Two Hamas officials said Mashaal ran unopposed and was reelected by a majority in the movement’s Shura Council, which is believed to have about 60 members. The officials spoke on condition of anonymity because they were not authorized to discuss the secret procedure.
Hamas began holding internal elections a year ago, a secretive process spread over several countries, shrouded in mystery, and beset by logistics problems.
Hamas has four components — activists in Gaza, in the West Bank, in exile, and those imprisoned by Israel. Each of the four groups chooses local leaders as well as delegates to the Shura Council. This council selects a decision-making political bureau and the head of that body — the stage that was wrapped up in Cairo on Monday.
The Hamas leaders in the Gaza Strip have made a series of moves aimed at enforcing an Islamic lifestyle there.
On Monday, they issued a new education law requiring a more rigid separation of sexes in Gaza schools.

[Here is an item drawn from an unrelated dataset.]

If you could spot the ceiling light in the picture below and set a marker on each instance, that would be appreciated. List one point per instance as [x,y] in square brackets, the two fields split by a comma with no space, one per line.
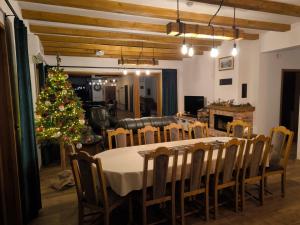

The new rules call for the segregation of boys and girls from the age of 9, and prohibit male staff members from working at girls’ schools. They also prohibit exchange programs with Israelis.
Mashaal, 56, became head of the Hamas movement in 1996 and will now lead it for another four years.
He is seen as a member of the more pragmatic wing of Hamas, in connection with the Israeli-Palestinian conflict.
He and others in Hamas insist the movement will not recognize Israel and renounce violence — Western conditions for dealing with Hamas.
He has suggested he could accept a Palestinian state alongside Israel, though he has not said if such a state would end the conflict, or only be an interim step to an Islamic state in all of historic Palestine, including what is now Israel.
Mashaal has also come out in support of so-called popular resistance against Israeli occupation, a term Palestinians used for marches and stone-throwing protests. In the past, Hamas gunmen and suicide bombers have killed hundreds of Israelis in attacks.
Mashaal pushed for reconciliation with Abbas in his previous term, but was blocked by Hamas hard-liners in Gaza who fear a unity deal will give Abbas a new foothold in Gaza and weaken Hamas’s grip on the territory.